When he entered the study, he found the dog standing on the bleached-cherry desk. The mutt looked like an absurdly oversized decorative accessory.

‘Where’s my shoe?’

Scootie cocked his head as if to say, What shoe? Holding up the toy hotdog, Tommy said, ‘I’ll take this outside and throw it in the harbour.’

With his soulful eyes focused intently on the toy, Scootie whined.

‘It’s late, I’m tired, my Corvette blew up, some damn thing is after me, so I’m in no mood for games.’

Scootie merely whined again.

Tommy circled the desk, searching for his shoe.

Atop the desk, Scootie turned, following him with interest.

‘If I find it without your help,’ Tommy warned, ‘then I won’t give the hotdog back.’

‘Find what?’ Del asked from the doorway.

She had changed into blue jeans and a cranberry-red turtle-neck sweater, and she was holding two big guns.

‘What the hell are those?’ Tommy asked.

Hefting the weapon in her right hand, she said, ‘This is a short-barreled, pump-action, pistol-grip, 12-gauge Mossberg shotgun. Excellent home-defence weapon.’ She raised the gun in her left hand. ‘This beauty is a Desert Eagle.44 Magnum pistol, Israeli-made. It’s a real door-buster. A couple of rounds from this baby will stop a charging bull.’

‘You run into a lot of charging bulls?’

‘Or the equivalent.’

‘No, seriously, why do you keep heavy artillery like that?’

‘I told you before - I lead an eventful life.’

He remembered how easily she had dismissed the damage to her van earlier in the evening: It comes with the territory.

And when he had worried about the rain ruining the upholstery, she had shrugged and said, There’s frequently damage… I’ve learned to roll with it.

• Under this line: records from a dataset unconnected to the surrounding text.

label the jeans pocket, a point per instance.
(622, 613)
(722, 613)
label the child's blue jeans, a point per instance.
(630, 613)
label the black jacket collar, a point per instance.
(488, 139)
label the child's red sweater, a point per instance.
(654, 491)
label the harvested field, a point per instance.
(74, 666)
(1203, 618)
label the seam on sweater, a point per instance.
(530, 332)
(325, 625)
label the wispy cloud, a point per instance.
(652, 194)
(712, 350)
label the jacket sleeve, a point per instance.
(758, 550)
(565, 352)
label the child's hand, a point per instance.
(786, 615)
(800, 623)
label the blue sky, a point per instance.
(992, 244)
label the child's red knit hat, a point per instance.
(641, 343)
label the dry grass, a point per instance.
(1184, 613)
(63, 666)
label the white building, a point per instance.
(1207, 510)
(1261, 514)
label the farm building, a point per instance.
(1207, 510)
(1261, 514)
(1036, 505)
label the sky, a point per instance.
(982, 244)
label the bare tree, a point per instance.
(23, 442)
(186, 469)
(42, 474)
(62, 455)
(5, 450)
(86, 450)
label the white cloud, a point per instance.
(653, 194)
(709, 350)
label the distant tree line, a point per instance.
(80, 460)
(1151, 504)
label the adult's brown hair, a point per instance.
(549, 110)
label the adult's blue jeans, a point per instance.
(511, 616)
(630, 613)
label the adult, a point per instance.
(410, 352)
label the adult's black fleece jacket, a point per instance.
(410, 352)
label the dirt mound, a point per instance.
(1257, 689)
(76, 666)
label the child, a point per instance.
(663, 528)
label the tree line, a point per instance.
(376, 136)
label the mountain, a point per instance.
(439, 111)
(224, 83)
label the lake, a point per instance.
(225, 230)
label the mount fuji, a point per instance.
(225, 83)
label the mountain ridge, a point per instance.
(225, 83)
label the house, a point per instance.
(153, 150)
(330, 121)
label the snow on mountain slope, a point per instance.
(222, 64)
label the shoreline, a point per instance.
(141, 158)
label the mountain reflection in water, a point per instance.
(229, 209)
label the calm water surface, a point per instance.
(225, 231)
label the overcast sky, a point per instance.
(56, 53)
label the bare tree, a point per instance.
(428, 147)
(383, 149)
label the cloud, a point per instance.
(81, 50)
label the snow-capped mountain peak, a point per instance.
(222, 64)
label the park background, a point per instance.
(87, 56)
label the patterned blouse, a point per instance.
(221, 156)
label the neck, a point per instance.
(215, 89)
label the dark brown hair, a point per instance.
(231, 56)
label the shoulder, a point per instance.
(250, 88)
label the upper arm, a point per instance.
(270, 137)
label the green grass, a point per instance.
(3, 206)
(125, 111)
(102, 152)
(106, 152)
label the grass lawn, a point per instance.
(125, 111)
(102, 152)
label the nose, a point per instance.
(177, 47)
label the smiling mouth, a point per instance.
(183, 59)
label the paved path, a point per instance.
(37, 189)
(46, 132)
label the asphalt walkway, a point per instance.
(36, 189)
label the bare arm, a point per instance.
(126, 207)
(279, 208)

Tommy sensed a satori, a sudden profound insight, looming like a tidal wave, and he waited breathlessly for it to wash over him. This woman was not what she appeared to be. He had thought of her as a waitress, but had discovered she was an artist. Then he had thought of her as a struggling artist who worked as a waitress to pay the rent, but she lived in a multimillion-dollar house. Her eccentricities and her habit of peppering her conversation with cryptic babble and non sequiturs had convinced him that she had a few screws loose in the cranium, but now he suspected that the worst mistake he could make with her would be to write her off as a flake. There were depths to her that he was only beginning to perceive -and swimming in those depths were some strange fish that would surprise him more than anything that he had seen to date.

He recalled another fragment of their conversation, and it seemed to have new import: Reality is perception. Perceptions change. Reality is fluid. So if by ‘reality’ you mean reliably tangible objects and immutable events, then there’s no such thing. I’ll explain someday when we have more time.

He sensed that every screwball statement she made was not, in fact, half as screwball as it seemed. Even in her most air headed statements, an elusive truth was lurking. If he could just step back from her, put aside the conception of her that he had already formed, he would see her entirely differently from the way that he saw her now. He thought of those drawings by M. C. Escher, which played with perspective and with the viewer’s expectations, so a scene might appear to be only a drift of lazily falling leaves until, suddenly, one saw it anew as a school of fast-swimming fish. Within the first picture was hidden another. Within Del Payne was hidden a different person - someone with a secret - who was cloaked by the ditsy image that she projected.